Non voglio entrare nel merito delle tue successive affermazioni. Solo mi stupisce l'uso, da parte di uno storico sensibile come te, del termine antistorico. Quando i socialisti e gli anarchici italiani (seppur con diverse gradazioni) si opposero alla guerra nel 1914-15, l'accusa a loro rivolta dagli interventisti di sinistra era, in definitiva, di voler stare fuori dalla storia. La Francia democratica e rivoluzionaria era aggredita, il Belgio martire (il che per altro era vero), gli imperi centrali autoritari e militaristi non volevano battersi per quella che sarebbe stata l'ultima guerra. E dopo ci sarebbe stata la repubblica, la rivoluzione, ecc. I risultati li conosciamo: la rivoluzione russa, il fascismo, il nazismo. Pensa a Contro-passato prossimo di Morselli. Il tunnel sotto le Alpi, l'invasione dell'Italia, la fine precoce della guerra, gli Stati Uniti d'Europa, Rathenau pronunciato Ratenò, Lenin in partenza per l'America. Peccato sia solo un romanzo.
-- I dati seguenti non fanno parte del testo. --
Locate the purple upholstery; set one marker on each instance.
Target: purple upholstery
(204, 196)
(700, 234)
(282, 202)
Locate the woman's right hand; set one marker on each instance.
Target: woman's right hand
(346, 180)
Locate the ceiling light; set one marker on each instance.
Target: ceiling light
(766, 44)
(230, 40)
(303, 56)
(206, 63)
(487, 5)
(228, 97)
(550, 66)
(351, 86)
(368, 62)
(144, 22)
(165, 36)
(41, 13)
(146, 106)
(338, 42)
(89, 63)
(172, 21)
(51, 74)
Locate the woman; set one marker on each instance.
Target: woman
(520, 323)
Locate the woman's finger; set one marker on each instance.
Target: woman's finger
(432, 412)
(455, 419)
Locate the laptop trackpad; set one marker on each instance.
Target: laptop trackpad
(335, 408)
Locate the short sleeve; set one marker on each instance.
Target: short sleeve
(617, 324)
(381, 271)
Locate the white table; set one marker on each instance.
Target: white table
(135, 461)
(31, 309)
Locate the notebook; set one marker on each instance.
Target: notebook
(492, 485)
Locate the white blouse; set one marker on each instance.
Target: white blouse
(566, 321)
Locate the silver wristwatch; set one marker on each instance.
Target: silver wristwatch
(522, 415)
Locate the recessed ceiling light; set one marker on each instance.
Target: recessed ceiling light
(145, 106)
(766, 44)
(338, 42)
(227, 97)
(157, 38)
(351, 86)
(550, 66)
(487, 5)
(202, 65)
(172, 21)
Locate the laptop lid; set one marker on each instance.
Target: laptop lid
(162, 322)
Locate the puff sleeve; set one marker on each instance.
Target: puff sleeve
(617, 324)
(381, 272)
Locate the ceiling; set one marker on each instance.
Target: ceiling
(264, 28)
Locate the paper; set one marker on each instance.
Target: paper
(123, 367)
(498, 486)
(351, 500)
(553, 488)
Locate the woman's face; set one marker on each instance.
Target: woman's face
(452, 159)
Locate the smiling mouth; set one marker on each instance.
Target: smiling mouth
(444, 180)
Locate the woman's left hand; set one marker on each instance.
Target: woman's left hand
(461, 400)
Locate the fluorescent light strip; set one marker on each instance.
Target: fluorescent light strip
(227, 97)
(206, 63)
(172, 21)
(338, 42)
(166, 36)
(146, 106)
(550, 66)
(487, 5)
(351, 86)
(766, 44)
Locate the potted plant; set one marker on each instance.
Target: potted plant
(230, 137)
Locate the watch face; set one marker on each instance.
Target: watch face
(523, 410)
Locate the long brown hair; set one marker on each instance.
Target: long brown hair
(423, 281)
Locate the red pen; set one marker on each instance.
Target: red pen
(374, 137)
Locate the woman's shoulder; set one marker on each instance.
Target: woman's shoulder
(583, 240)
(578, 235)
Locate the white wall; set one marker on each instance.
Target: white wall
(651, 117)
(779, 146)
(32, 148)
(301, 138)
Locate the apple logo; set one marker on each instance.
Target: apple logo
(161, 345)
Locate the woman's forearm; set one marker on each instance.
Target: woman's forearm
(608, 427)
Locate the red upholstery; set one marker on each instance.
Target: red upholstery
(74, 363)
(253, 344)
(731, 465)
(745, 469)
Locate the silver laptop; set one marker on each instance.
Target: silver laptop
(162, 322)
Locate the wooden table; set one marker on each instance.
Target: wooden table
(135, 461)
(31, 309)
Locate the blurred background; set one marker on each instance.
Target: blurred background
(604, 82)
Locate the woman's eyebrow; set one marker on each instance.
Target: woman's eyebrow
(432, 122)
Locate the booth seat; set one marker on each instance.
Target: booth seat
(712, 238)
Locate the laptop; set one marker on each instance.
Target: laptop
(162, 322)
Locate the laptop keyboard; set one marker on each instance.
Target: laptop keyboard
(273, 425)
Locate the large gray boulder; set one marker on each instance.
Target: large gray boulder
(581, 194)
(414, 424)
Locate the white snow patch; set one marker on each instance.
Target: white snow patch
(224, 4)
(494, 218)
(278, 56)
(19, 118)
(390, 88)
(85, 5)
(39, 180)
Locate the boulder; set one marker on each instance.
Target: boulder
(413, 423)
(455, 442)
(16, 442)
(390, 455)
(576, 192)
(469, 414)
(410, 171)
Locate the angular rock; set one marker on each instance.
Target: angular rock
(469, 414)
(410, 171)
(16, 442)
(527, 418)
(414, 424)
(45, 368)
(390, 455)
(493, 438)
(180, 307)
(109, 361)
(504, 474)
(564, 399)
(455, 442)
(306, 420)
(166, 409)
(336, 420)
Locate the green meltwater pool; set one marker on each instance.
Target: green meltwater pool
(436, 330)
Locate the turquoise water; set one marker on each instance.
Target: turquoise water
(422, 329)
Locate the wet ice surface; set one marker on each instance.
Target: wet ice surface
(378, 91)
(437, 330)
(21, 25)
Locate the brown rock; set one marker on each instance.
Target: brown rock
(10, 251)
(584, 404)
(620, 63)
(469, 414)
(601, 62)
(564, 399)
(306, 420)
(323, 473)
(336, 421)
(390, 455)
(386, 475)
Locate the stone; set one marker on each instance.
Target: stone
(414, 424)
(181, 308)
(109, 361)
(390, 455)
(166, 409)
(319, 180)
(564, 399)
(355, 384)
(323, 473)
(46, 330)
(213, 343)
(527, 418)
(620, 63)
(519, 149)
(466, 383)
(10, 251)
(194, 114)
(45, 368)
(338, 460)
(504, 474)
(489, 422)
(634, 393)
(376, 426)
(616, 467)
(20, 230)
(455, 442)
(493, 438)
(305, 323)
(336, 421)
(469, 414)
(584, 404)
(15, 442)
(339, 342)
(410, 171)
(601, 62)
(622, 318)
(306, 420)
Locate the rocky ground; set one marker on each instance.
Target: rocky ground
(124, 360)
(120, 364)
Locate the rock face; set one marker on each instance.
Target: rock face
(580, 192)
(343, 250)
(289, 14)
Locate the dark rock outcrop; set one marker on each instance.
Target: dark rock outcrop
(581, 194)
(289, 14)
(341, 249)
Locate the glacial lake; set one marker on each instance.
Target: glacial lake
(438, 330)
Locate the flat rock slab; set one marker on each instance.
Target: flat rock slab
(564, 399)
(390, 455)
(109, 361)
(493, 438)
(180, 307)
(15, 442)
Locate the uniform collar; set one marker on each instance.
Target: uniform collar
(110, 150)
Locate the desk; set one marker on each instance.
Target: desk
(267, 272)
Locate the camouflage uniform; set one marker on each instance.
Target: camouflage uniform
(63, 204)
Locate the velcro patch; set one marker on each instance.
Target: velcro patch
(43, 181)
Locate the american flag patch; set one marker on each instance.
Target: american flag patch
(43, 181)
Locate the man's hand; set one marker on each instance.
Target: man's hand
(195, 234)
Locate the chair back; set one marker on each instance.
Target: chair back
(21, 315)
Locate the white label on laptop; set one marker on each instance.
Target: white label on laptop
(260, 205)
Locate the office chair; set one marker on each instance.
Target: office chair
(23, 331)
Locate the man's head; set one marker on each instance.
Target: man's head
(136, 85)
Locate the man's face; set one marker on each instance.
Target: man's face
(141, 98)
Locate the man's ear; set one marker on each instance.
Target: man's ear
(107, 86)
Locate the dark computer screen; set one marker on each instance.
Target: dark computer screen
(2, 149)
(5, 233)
Ma pensa al povero antifascista confinato, che ne so, a Ponza, a Ventotene, negli anni del maggior consenso del fascismo, quando era difficile ipotizzarne la caduta; pensa a Malatesta, a Turati, morti nei primi anni Trenta. Come si saranno sentiti antistorici. Il buon Arsinov si sentiva tanto antistorico che tornò in Russia nel 1930 e lì scomparve in una purga.
Banalizzo, lo so. Ma questa faccenda dei ragionamenti antistorici non mi va giù. Posso anche condividere alcune tue valutazioni. Anch'io preferisco la vittoria del liberalismo occidentale, ma penso di avere il diritto di dire che preferisco il male minore. E continuo a domandarmi che cosa bisogna fare per non essere antistorici. Bisogna ottenere una "vittoria storica, inequivocabile'? E se è la "barbarie totalitaria" a vincere, come ha già vinto in passato per lunghi periodi, il libertario o anche solo il liberale che cos'è? E soprattutto, chi giudica?
Ricordiamoci la sicurezza con cui i fascisti dicevano di essere "nella" storia. O l'alterigia culturale con i cui i dotti marxisti, fossero riformisti o rivoluzionari, convinti di interpretare la storia, guardavano gli anarchici. Quando la sinistra italiana, compresa buona parte del PSI, si nutriva del mito dell'URSS, gli anarchici di certi miti si erano già sbarazzati da un pezzo.
Ti ricordi, e chiudo, quando Gramsci, nel 1920, scriveva che gli anarchici avrebbero dovuto diventare "più liberi spiritualmente", in breve non essere più anarchici?